Exusez-moi je ne vais pas très bien
mais vous non plus peut-être…
les masques que jour après jour
les masques que d’instant en instant
je porte pour me dérober à moi-même
qui suis-je ?

une souffrance qui s’aiguise puis s’émousse
une peur qui s’épuise et se revigore
une souffrance une peur
mais il ne s’agit pas de cela encore
derrière les mots qu’y a-t-il ? qui est là ?
derrière les mots peut-être rien n’existe
mais « rien » encore n’est qu’un mot
alors comment dire l’au-delà des mots

excusez-moi je ne vais pas très bien
mais vous non plus peut-être…
enfant naïf je n’ai pas fait mon trou
ce que la Société ne pardonne pas
alors elle me jette
elle voudrait bien ma peau mes os
et le seul trou qu’elle m’offrirait après m’avoir éliminé
serait le trou dernier
(non je ne serai pas son sacrifié
son masochiste de service)
« le bonheur est une décision » peut-être
pourtant je n’arrive pas à la prendre
mais peut-être certains sont-ils plus doués
mais peut-être ai-je raté un aiguillage mais
je ne sais pas grand-chose je ne sais pas vraiment
effectivement j’ai l’impression
de n’avoir pas décidé de ma vie
mais sans doute n’est-ce qu’une impression
ni le monde où je suis né ni la famille où j’ai grandi
ni la tristesse qui peu à peu m’a enveloppé
ni les métiers que j’ai faits ou n’ai pas faits
ni les lieux où j’ai vécu ou n’ai pas vécu
ni les femmes que j’ai aimées ou n’ai pas aimées

IL N’Y A QUE LA VIE

Martine Raymond Robert Michel Marie-Claude…
le suicide fut-il votre décision ?
Laurence Jean-Claude André Hélène Daniel…
la maladie de la mort fut-elle votre choix ?

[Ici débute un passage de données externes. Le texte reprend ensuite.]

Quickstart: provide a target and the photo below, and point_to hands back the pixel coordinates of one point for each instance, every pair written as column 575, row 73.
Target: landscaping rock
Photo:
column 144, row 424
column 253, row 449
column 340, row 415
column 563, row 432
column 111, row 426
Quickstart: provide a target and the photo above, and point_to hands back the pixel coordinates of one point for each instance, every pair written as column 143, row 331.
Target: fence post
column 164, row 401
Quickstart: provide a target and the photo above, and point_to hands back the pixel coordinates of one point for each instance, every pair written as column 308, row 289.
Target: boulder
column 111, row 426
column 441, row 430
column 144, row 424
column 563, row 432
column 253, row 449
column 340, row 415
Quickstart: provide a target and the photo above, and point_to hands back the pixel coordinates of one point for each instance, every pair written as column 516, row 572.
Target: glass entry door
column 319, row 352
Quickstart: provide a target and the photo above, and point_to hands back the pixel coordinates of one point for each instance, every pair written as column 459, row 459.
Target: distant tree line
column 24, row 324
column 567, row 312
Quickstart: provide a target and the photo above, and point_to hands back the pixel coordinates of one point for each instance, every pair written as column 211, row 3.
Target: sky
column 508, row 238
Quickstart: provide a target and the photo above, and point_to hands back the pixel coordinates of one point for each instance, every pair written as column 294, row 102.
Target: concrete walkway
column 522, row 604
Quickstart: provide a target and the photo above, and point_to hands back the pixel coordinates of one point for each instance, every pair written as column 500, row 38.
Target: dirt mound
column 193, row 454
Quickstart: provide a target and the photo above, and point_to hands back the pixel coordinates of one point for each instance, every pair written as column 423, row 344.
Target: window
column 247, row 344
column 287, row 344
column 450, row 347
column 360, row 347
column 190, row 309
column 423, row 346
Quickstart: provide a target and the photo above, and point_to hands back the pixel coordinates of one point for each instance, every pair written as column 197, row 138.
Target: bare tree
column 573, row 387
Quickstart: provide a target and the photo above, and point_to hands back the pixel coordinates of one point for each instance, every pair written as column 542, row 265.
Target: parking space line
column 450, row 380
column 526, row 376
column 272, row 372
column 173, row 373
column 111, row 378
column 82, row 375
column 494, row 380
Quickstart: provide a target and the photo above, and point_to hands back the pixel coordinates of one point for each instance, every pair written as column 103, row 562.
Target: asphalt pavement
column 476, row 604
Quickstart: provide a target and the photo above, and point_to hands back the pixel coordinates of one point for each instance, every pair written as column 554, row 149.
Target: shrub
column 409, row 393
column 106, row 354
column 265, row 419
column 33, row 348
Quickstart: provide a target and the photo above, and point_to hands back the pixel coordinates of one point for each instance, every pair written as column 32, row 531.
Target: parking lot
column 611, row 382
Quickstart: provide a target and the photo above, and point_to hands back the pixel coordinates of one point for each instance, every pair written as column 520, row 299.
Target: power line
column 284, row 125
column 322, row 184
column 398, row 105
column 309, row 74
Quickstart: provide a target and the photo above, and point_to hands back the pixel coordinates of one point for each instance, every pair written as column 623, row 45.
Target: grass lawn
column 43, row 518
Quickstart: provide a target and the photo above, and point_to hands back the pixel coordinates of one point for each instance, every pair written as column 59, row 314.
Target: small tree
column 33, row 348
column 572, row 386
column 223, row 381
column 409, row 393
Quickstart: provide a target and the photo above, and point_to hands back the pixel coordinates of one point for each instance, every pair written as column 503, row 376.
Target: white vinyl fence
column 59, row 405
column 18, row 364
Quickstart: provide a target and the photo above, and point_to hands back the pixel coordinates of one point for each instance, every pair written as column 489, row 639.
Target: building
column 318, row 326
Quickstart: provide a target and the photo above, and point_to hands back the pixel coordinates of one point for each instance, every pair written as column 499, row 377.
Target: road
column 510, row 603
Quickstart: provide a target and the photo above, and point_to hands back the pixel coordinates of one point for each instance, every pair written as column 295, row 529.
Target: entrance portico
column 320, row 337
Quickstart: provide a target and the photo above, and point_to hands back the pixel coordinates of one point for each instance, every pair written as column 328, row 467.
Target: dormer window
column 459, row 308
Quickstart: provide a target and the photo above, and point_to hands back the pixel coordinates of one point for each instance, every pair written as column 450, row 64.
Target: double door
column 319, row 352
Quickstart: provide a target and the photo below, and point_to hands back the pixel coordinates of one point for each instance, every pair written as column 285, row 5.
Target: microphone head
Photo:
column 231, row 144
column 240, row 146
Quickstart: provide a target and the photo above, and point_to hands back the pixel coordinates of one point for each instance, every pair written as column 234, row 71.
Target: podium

j’ai vécu légèrement sans ancre ni boussole
plus d’une fois rompant mes minces amarres flottantes
comme si j’allais mourir jeune
et voilà que je ne le suis plus
qu’il me reste peut-être même longtemps à tirer
j’appréhende que ce ne soit pas facile facile — est-ce ma seule lucidité ?
l’art d’aujourd’hui ne correspond guère àce que je cherche
pourtant dès que j’affirme ou nie quoi que ce soit
mes propos ne sont que masques et démasques dans son infinité de courants et de mouvances indéchiffrables inconnus inclassifiables infigeables

IL N’Y A QUE LA VIE

beaucoup de poète semble-il exorcisent
leurs démons — et leurs anges — dans l’écriture

moi mes démons collent à ma vie
(et c’est sans doute pour cela que j’avais cru
les éliminer par la voie du silence
ne célébrant plus que l’œuvre des louanges)
mais voilà qu’ils m’ont ré-envahi
démons et pourceaux cohortes et troupeaux
les voilà qui m’encerclent me pressent m’étouffent…
pourtant je crie pour toujours :

N’Y A QUE LA VIE »

 

 

 


Biga, Daniel, 1990, Stations du chemin, Le Dé bleu.